Perubahan APBD Tahun 2017, IMB dan PDAM Jadi Perhatian Penting

Perubahan APBD Tahun 2017, IMB dan PDAM Jadi Perhatian Penting

BERBAGI
Foto : Wakil Wali Kota Pontianak dan pimpinan sidang paripurna DPRD Kota Pontianak saat menandatangani perubahan APBD Tahun 2017/Imam

Pontianak, thetanjungpuratimes.com – Wakil Wali Kota Pontianak, Edi Rusdi Kamtono, menyampaikan Pendapat Akhir Wali Kota Pontianak tentang perubahan APBD Tahun 2017 di ruang rapat Paripurna DPRD Kota Pontianak, Selasa (5/9).

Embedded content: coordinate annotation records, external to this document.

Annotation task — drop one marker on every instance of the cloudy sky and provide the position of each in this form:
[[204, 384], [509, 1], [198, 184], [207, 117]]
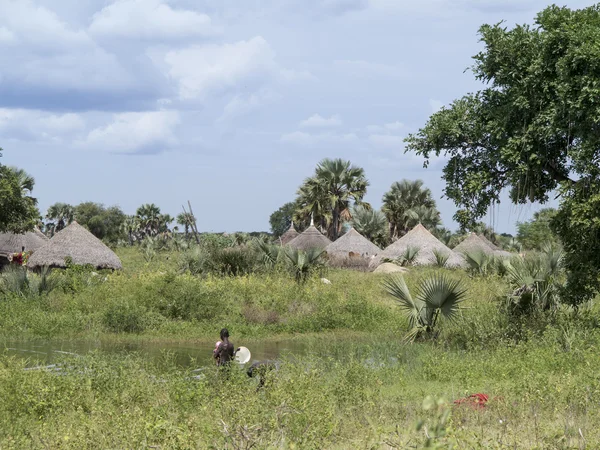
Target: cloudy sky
[[231, 103]]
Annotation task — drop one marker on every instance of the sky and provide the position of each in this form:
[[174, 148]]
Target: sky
[[231, 103]]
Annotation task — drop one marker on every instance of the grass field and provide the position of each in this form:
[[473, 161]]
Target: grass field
[[540, 372]]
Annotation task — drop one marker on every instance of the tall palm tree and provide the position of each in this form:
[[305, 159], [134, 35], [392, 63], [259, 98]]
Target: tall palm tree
[[26, 181], [371, 223], [407, 204], [62, 214], [330, 191], [186, 219]]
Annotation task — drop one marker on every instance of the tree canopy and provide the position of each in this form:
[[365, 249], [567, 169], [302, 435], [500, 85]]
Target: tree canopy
[[535, 233], [18, 209], [532, 129]]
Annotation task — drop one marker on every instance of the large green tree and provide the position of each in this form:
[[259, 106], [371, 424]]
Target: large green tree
[[18, 210], [407, 204], [281, 220], [328, 195], [535, 233], [62, 214], [532, 129]]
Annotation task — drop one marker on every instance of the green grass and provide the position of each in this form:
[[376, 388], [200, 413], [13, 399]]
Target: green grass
[[541, 397], [362, 388]]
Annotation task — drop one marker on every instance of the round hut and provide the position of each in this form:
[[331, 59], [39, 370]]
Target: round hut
[[497, 250], [290, 234], [80, 245], [472, 244], [310, 238], [11, 243], [419, 238], [352, 244]]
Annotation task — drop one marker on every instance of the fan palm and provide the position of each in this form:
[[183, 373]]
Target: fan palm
[[407, 204], [438, 296], [371, 223], [62, 214], [329, 193]]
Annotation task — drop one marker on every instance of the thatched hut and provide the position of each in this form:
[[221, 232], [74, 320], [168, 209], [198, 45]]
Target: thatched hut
[[11, 243], [497, 250], [80, 245], [290, 234], [419, 238], [352, 244], [473, 243], [310, 238]]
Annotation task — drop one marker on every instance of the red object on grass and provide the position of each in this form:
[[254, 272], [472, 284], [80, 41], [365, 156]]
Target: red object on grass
[[473, 400]]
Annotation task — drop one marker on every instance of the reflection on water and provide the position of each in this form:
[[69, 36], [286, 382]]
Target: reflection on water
[[372, 352], [185, 355]]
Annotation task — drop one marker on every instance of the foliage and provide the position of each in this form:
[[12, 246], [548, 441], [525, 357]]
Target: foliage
[[535, 233], [407, 258], [372, 224], [440, 258], [536, 281], [104, 223], [62, 214], [407, 204], [481, 263], [532, 129], [437, 295], [303, 263], [18, 211], [330, 192]]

Dalam perubahan tersebut, selain terjadinya pergeseran juga ada penambahan pendapatan sebanyak 100 miliar. DPRD Kota Pontianak sendiri cukup banyak menyampaikan rekomendasi kepada Pemerintah Kota Pontianak berkaitan dengan hal-hal yang harus menjadi perhatian.

“Cukup banyak permasalahan yang diajukan untuk diperhatikan. Ini memang menjadi tugas kami sebagai fungsi untuk memudahkan pelayanan publik,” kata Edi.

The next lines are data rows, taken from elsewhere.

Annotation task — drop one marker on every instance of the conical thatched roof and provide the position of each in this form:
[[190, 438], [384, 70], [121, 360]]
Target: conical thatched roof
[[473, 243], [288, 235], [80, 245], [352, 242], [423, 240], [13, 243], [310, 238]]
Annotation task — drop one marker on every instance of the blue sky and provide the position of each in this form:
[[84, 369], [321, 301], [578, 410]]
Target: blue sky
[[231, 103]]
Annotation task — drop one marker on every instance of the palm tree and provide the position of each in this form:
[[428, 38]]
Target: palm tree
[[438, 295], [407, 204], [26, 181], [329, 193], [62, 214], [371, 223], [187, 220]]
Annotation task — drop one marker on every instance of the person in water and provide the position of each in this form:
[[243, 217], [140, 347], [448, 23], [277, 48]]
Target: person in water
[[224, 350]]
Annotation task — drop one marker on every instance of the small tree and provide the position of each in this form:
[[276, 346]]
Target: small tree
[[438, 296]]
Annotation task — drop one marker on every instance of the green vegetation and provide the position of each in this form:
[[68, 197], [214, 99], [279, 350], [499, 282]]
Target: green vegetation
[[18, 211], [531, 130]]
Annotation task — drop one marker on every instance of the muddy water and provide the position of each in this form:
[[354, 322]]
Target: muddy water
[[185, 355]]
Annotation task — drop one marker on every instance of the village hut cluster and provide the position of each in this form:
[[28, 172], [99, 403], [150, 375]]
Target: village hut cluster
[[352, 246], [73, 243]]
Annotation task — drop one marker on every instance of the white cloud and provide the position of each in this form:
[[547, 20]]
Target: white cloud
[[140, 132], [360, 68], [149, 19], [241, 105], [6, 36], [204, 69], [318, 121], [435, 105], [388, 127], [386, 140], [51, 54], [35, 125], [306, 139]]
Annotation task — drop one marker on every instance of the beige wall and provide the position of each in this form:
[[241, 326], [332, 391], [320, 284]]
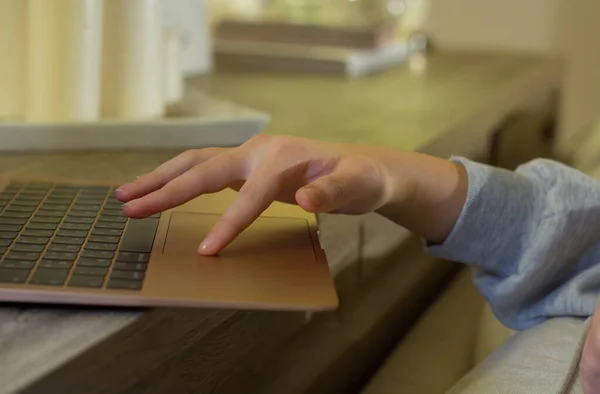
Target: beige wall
[[569, 27], [528, 25]]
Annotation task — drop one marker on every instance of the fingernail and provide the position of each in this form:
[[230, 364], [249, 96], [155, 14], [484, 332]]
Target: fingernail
[[315, 196], [206, 245]]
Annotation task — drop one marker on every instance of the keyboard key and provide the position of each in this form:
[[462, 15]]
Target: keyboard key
[[90, 271], [17, 264], [46, 219], [91, 262], [51, 277], [59, 200], [139, 235], [26, 203], [41, 226], [4, 196], [72, 233], [107, 231], [39, 194], [68, 240], [125, 257], [75, 226], [38, 186], [115, 206], [112, 219], [55, 207], [86, 281], [140, 267], [56, 264], [130, 275], [28, 248], [122, 284], [33, 240], [53, 214], [109, 225], [90, 200], [12, 221], [65, 189], [104, 239], [38, 233], [10, 228], [78, 220], [30, 256], [99, 246], [83, 214], [97, 254], [8, 234], [60, 256], [16, 214], [20, 208], [112, 212], [86, 207], [13, 275], [64, 248]]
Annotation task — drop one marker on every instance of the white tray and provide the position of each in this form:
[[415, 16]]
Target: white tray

Dari beberapa poin permasalahan yang harus diselesaikan, Edi memandang tidak ada salah satu poin yang menjadi prioritas.

“Semuanya mendesak, apa yang disampaikan itu mendesak harus kita laksanakan. Tinggal waktunya, mudah-mudahan bisa cepat selesai karena kan ada yang perlu koordinasi. Kalau itu sifatnya pekerjaan rutin hari ini pun harus bisa diselesaikan,” imbuhnya.

Namun Wakil Ketua DPRD Kota Pontianak, Heri Mustamin, mengatakan, salah satu yang terpenting menjadi perhatian adalah Izin Mendirikan Bangunan (IMB) yang kedepannya akan menjadi persyaratan bagi administrasi kependudukan. Untuk itu pihaknya meminta agar masyarakat yang ingin mengurus IMB agar dipermudah.

“Dipermudah itu dengan diberikan pembinaan, karena tidak semua warga itu pandai men-sketsa atau pun menggambar,” kata Heri.

Selanjutnya yang penting untuk menjadi perhatian adalah PDAM. Dirinya merasa aneh dengan PDAM yang cakupan layanannya mencapai 82 persen, tetapi labanya malah mengalami penurunan. Sedangkan ditangan direksi yang sebelumnya, cakupan layanan hanya mencapai 77 persen, namun labanya selalu berada diatas angka 20 miliar.

Karena itu, ia meminta Pemkot terus mengembangkan inovasi yang bertujuan untuk menambah Pendapatan Asli Daerah (PAD) Kota Pontianak yang pada saat ini sudah cenderung dalam keadaan stabil.

“Kalau pendapatan grafiknya stabil, pasti nantinya akan cenderung turun,” lanjutnya.

Hal itu dikatakannya karena ada indikasi Dana Alokasi Umum yang diterima oleh Kota Pontianak kedepannya tidak akan sesuai jumlahnya dengan yang di pagu di awal. Sementara Kota Pontianak saat ini hanya memiliki sumber pendapatan yang cukup besar dari sektor jasa.

Oleh karena itu dalam rekomendasi yang ditujukan kepada Pemkot Pontianak, pihaknya juga meminta agar sektor jasa semisal pasar diberikan dorongan. Dorongan tersebut tidak hanya berupa pembangunan saja, tetapi juga keamanan, ketertiban, dan kebersihannya agar terus dijaga.